La situation sécuritaire reste préoccupante sur la route nationale numéro 2 Goma-Butembo en particulier dans la région de Rwindi-Busendo en territoire de Rutshuru, au Nord-Kivu. Depuis plusieurs jours, des attaques répétées contre les usagers sont signalées, plongeant les conducteurs de motos et de véhicules dans une inquiétude croissante.
Selon des sources locales, des hommes armés non clairement identifiés multiplient les incursions dans cette zone stratégique, située au cœur du Parc national des Virunga (PNVi). Ces attaques visent directement les passagers à bord des véhicules et des motos. Les assaillants pillent systématiquement argent et biens de valeur, et vont jusqu’à blesser par balle, voire tuer les conducteurs qui tentent de leur opposer une résistance.
Une zone à forte sensibilité sécuritaire
Le tronçon Rwindi (entre Kanyabayonga et Kiwanja) ainsi que constitue un point névralgique à cause de sa position géographique et de la présence historique de plusieurs groupes armés. Parmi eux figurent notamment les Forces démocratiques de libération du Rwanda (FDLR), régulièrement accusées d’exactions contre les civils dans la région.
Cependant, la recrudescence actuelle des embuscades et braquages intervient dans un contexte particulier, marqué par la résurgence du Mouvement du 23 mars (M23), qui occupe le territoire de Rutshuru, incluant donc cet axe Kiwanja-Rwindi-Kanyabayonga.
Une stratégie de brouillage des responsabilités ?
Face à ces attaques répétées, certains observateurs avancent l’hypothèse d’une stratégie visant à brouiller les pistes. L’idée serait de créer ou d’entretenir un climat d’insécurité attribuable aux FDLR afin de justifier certaines opérations militaires ou de renforcer un discours sécuritaire déjà bien établi, notamment en faveur du Rwanda, pour appuyer les raisons avancées de son intervention en RDC. D’autres avancent des soupçons d’instrumentalisation de la menace FDLR pour renforcer ces raisons.
Dans ce contexte, la question demeure : ces attaques dans la vallée de la Rwindi ainsi que celle de la rivière Rutshuru (Busendo) pourraient-elles s’inscrire dans une logique indirecte du M23 visant à alléguer la pression ou « l’alibi » souvent évoqué autour de la présence des FDLR ? À ce stade, aucune preuve formelle ne permet d’établir un lien direct entre ces violences et une stratégie coordonnée du M23. Le silence des autorités de l’AFC-M23 face à ces attaques répétées constitue également un motif d’interrogation.
Avant la chute du territoire de Rutshuru entre les mains des rebelles de l’AFC-M23 (fin 2022), l’axe Rwindi (Busendo) connaissait une relative accalmie.

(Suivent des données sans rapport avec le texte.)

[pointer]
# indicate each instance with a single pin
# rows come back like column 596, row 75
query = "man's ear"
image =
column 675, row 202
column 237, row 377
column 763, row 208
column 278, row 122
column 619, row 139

Le trafic Butembo-Goma était opérationnel et les forces gouvernementales assuraient la sécurité des usagers. Des convois escortés circulaient régulièrement. Le phénomène des embuscades semblait globalement maîtrisé, malgré quelques cas isolés.

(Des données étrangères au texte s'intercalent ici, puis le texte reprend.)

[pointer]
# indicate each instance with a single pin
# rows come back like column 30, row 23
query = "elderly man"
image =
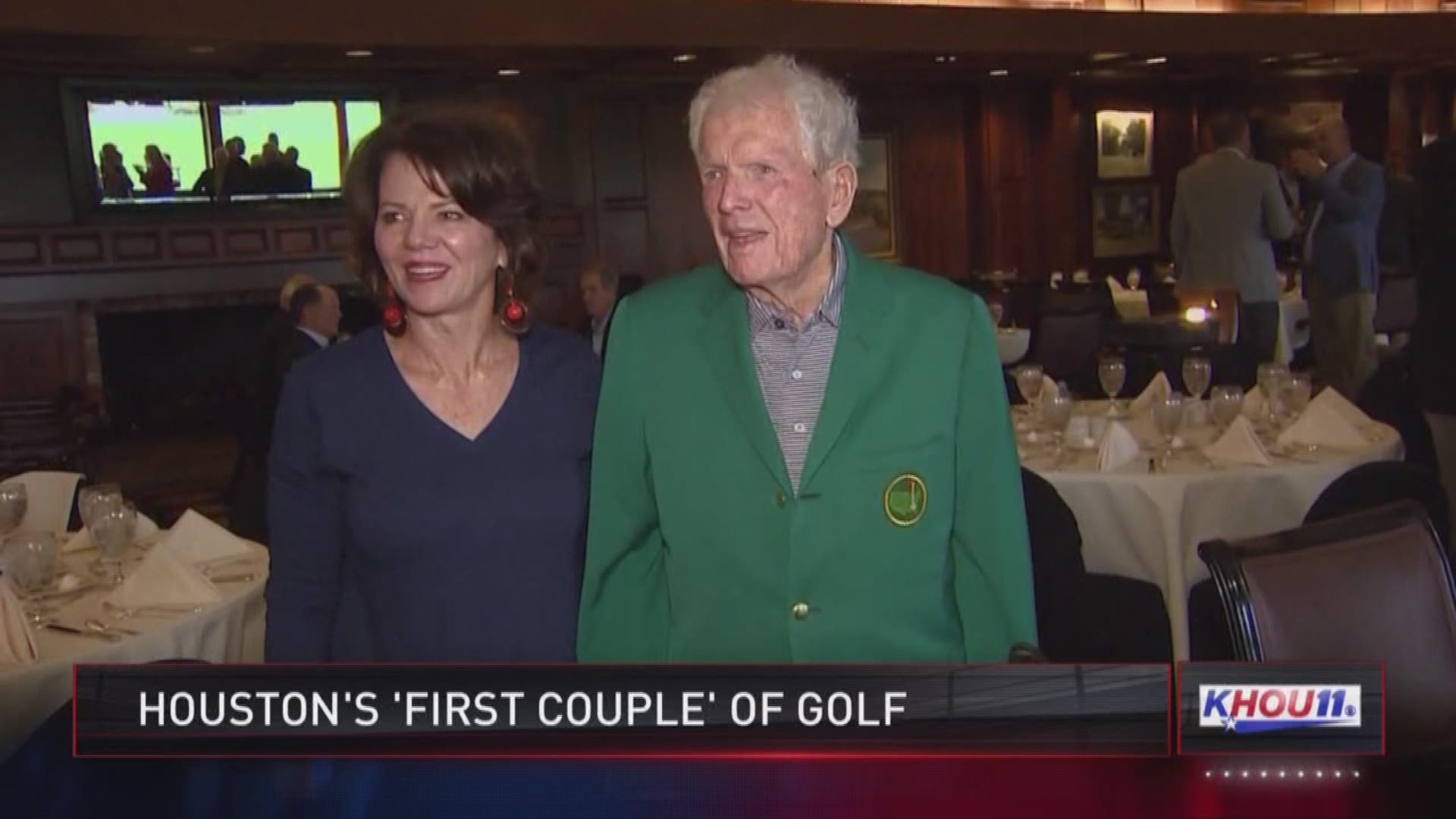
column 753, row 503
column 599, row 295
column 1226, row 213
column 1341, row 261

Depuis octobre 2025, un acteur de la société civile locale affirme avoir dénombré au moins treize (13) personnes tuées dans vingt-quatre (24) incidents sécuritaires (attaques, embuscades et braquages) sur les tronçons Mabenga-Rwindi-Kanyabayonga, Rwindi-Kibirizi et Rwindi-Vitshumbi, dans le Parc national des Virunga. Il insiste sur la nécessité de restaurer l’autorité de l’État et de rétablir la sécurité sur ces axes routiers stratégiques du circuit économique local.
À ce stade, un besoin urgent de clarification s’impose. Dans cette zone sous contrôle rebelle, où des usagers sont attaqués, blessés par balle, tués et dépouillés de leurs biens sans aucun secours, la question de l’identification des auteurs reste cruciale. Sans clarification des responsabilités, les risques de manipulation de l’opinion et d’escalade des tensions demeurent élevés.